The public editor, Byron Calame, for the New York Times wrote a great piece on the subject, exploring for himself the Times' decision to publish the story. One aspect he pointed out was that the Administration has only recently disclosed the program to Congress once they received word that it would be exposed by the media (this was also espoused by Think Progress in a recent entry):
Eric Lichtblau, one of the two reporters who wrote the Swift story, told me the administration briefed a limited number of Congressional leaders — apparently from both parties, but not the full intelligence or banking committees — toward the beginning of the program. It wasn't until the Treasury Department learned that The Times was working on the story, Mr. Lichtblau said, that the administration apparently briefed all members of the intelligence committees.
That alone, he says, is reason enough to publish the story. He also hits on the heart of this question posed by the California Conservative that I believe we will all have to address in the coming years — whether the surveillance programs employed by the Administration are temporary executive acts in a time of war or permanent shortcuts for enforcement:
Temporary emergency measures cloaked in government secrecy can too easily become permanent shortcuts. That's why oversight is important. It is also a reason to publish the article. The reservations expressed by some of the 20 current and former government officials and industry executives who were disturbed enough to talk to The Times were based on this concern: "What they viewed as an urgent, temporary measure had become permanent nearly five years later without specific Congressional approval or formal authorization," in the words of the article.
Is this program a temporary measure employed in this war on terror or is it a measure the executive will for years purport to have authority to maintain in the endless fight against terrorism? If the latter is assumed, this program needs Congressional oversight and approval, period. The Constitution is not a doormat, I'd like to think it still means something in this country.

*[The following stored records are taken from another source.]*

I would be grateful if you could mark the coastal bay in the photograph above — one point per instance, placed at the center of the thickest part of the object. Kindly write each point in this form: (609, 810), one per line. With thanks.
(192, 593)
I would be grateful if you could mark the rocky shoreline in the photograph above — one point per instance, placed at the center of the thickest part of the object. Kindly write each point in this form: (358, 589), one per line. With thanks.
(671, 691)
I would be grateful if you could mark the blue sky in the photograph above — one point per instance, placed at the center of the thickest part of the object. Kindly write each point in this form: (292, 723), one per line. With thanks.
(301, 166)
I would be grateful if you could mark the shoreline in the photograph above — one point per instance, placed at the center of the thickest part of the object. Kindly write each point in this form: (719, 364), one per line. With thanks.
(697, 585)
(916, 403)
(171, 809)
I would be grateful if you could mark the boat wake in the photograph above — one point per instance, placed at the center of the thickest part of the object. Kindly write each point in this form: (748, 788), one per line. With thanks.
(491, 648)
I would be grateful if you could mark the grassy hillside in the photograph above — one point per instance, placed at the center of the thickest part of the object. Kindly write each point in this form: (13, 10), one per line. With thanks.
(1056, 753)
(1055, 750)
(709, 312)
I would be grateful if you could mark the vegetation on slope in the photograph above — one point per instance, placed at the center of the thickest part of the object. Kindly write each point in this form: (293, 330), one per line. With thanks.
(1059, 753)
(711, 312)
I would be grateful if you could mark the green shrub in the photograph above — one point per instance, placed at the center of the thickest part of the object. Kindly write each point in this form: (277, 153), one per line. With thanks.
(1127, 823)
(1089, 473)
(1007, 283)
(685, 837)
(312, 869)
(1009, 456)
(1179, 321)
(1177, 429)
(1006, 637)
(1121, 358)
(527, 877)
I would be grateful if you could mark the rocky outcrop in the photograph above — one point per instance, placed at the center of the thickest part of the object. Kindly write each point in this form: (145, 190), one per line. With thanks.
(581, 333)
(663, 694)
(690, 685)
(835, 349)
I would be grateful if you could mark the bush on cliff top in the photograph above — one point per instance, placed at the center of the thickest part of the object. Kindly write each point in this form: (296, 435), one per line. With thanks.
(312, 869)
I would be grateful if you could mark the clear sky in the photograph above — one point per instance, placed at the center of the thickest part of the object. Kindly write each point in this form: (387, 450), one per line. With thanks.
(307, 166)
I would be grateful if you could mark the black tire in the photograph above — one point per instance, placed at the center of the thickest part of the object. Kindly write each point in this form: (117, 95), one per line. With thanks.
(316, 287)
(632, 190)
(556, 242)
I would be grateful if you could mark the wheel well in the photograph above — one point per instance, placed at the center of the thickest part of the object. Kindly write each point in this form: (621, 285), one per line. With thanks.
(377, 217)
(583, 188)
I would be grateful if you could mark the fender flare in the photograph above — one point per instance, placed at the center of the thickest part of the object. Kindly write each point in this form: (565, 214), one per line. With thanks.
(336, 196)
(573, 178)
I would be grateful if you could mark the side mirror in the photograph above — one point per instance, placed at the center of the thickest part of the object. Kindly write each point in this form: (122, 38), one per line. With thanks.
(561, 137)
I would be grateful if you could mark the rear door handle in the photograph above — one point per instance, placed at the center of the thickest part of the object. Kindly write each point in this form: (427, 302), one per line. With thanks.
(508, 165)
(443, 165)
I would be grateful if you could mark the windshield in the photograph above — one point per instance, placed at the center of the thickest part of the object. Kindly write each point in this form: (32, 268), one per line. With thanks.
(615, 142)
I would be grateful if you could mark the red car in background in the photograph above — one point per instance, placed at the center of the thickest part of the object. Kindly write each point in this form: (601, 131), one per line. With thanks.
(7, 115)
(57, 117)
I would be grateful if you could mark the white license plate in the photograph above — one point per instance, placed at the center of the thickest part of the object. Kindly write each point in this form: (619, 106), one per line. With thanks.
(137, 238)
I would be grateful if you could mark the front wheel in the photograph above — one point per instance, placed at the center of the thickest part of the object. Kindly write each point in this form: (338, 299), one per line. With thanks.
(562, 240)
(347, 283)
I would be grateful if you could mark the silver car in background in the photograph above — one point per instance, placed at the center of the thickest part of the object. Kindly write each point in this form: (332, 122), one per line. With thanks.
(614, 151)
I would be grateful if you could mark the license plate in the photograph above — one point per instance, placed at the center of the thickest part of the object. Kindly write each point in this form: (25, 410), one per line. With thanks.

I also take offense to many points of this debate. By simply spitting out those ominous string of words, you know, the whole "national security" argument, is never supported by facts. The press has addressed national security in publishing these articles. Baquet and Keller point out that mundane details that could be vital to terrorists were omitted because they did not deserve the public's interest. Not to mention the fact the the program has already been publicly alluded to for years (a fact routinely swept away by the California Conservative).
Baquet and Keller even point out the the writers of the Washington Post's secret prison story, which prompted an EU investigation, had the names of the countries these prisons operated in but declined to publish them. If the press had a vendetta against the Bush Administration and, as some pundits like Michelle Malkin purport, were jonesing to aid the terrorists in attacking us, don't you think the New York Times would provide full disclosure?
This debate is very serious and it should not be staged in a partisan way. The press holds a very important role in our society and it is an essential freedom that we are supposedly fighting for in this war on terror. As Baquet and Keller point out, "If freedom of the press makes some Americans uneasy, it is anathema to the ideologists of terror."